Perkembangan ekonomi digital membuat bisnis menggunakan internet tidaklah dapat dihindari dan perempuan pun harus bergerak lebih cepat dibandingkan rekan laki-lakinya. Hanya, meskipun jumlah wirausaha mikro yang dimiliki perempuan lebih banyak menggunakan internet dibandingkan wirausaha mikro milik laki-laki, saat ini jumlah perempuan yang menggunakan jasa finansial lebih sedikit dari laki-laki.
Untuk pemberdayaan ekonomi perempuan, Kementerian PPPA melakukan beberapa strategi seperti membuat jender sebagai isu sentral dalam strategi nasional inklusi finansial, dan berkolaborasi dengan pemangku kepentingan relevan untuk memfasilitasi pelatihan wirausaha yang sensitif jender dan pendampingan bisnis. Selain itu, mendukung UMKM perempuan untuk bertahan dengan pandemi global saat ini serta mendukung akses terhadap kredit bunga rendah.
Berbagai program pemerintah terkait pemberdayaan perempuan yang ditujukan kepada perempuan prasejahtera yakni perempuan kepala keluarga, perempuan penyintas bencana dan kekerasan.
Kesempatan setara
Menkeu Sri Mulyani Indrawati mengungkapkan pada masa pandemi Covid-19 perekonomian digital memainkan peran penting untuk mendorong agenda kesetaraan jender di dunia, termasuk di Indonesia. ”Yang terpenting memastikan pertumbuhan ekonomi Indonesia adalah inklusif. Dengan ekonomi digital, hal ini akan menciptakan kesempatan setara dan memberikan manfaat positif khususnya perempuan,” ujarnya.

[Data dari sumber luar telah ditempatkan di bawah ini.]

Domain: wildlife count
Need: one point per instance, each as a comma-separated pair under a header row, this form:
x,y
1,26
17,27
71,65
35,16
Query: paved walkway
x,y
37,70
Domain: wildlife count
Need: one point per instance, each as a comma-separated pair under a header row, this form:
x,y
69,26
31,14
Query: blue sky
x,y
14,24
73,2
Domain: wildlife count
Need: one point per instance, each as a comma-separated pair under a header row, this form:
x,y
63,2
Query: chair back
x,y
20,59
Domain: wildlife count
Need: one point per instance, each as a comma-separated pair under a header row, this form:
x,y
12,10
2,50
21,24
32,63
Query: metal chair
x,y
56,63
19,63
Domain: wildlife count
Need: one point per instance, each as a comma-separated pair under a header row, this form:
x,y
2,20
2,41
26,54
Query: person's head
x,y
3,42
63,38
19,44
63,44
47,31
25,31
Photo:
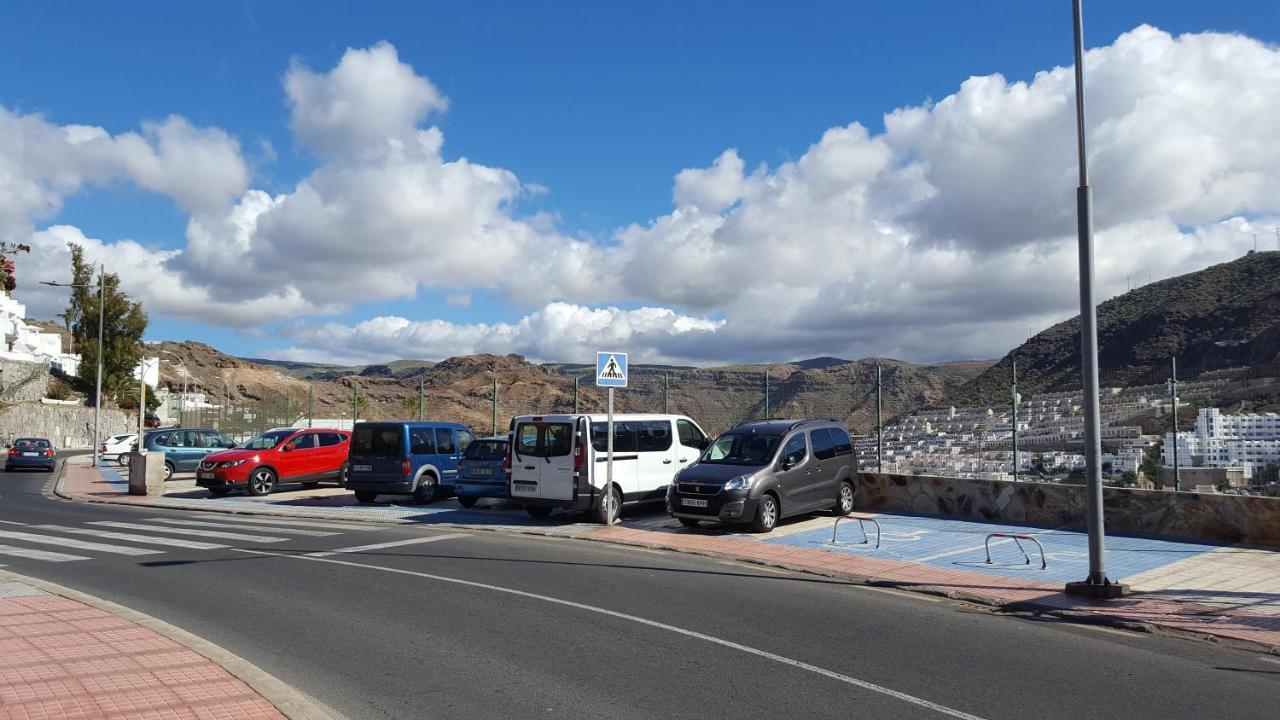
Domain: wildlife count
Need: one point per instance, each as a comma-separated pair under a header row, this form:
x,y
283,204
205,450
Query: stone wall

Perempuan Indonesia merupakan agen ekonomi yang penting. Ketika diberikan akses setara pada layanan digital, akan memperkuat peran perempuan di rumah tangga masing-masing.
”Mereka akan bisa mengelola uang dan mengakses modal lebih baik secara efisien, dan lebih murah. Gilirannya akan mengurangi risiko rumah tangga jatuh ke bawah garis kemiskinan, serta memberi peluang pada perempuan untuk dapat bekerja dan memanfaatkan pasar, sembari merawat anak-anak,” ungkap Sri Mulyani.
Pada acara webinar tampil sebagai pembicara Akiko Yamanaka, Special Advisor to the President of the Economic Research Institute for ASEAN and East Asia (ERIA), Lenny N Rosalin (Wakil Ketua ASEAN Comittee on Women/Deputi Kesetaraan Jender Kementerian PPPA), Jamie M Zimmerman ( Gender Lead, Financial Services for the Poor Global Growth & Opportunity, Bill & Melinda Gates Foundation), dan Cecilia Tinonin (UN Women Statistic Specialist/UN Women Regional Office for Asia and the Pacific).
Lenny mengungkapkan partisipasi perempuan dalam meraih akses yang lebih tinggi semakin dibutuhkan di kawasan ASEAN. Contohnya, akses keterampilan dan karir berbasis digital; akses kewirausahaan berbasis digital; dan akses kepemimpinan dalam ekonomi digital baik di sektor swasta ataupun publik.
Adapun Akiko Yamanaka menyatakan berdasarkan data ERIA, perempuan merupakan minoritas dalam bidang pekerjaan berbasis teknologi di ASEAN. Perempuan di kawasan ASEAN cenderung mendominasi bidang non-sains dan memiliki peran terbatas dalam pekerjaan berbasis teknologi canggih yang membutuhkan tingkat keterampilan lebih tinggi dan upah lebih baik.
Selain itu, sebagian besar pengusaha perempuan ASEAN memiliki dan mengelola UMKM bermodalkan teknologi digital canggih yang terbatas, kalau pun ada. ”Beragam tantangan ini berpotensi memiliki konsekuensi yang cukup besar terhadap pemberdayaan ekonomi perempuan di masa pemulihan pasca-pandemi apalagi seiring semakin banyaknya kejahatan siber, diskriminasi, bias, dan stereotip yang merugikan perempuan secara luas di kawasan ASEAN,” ungkap Akiko.
Sementara itu, Country Director MicroSave Consulting, Grace Retnowati di bagian akhir webinar mengingatkan, lemahnya inklusivitas jender dalam perumusan dan implementasi kebijakan pasca pandemi, dapat semakin mengasingkan peran perempuan dalam pemulihan ekonomi pasca pandemi.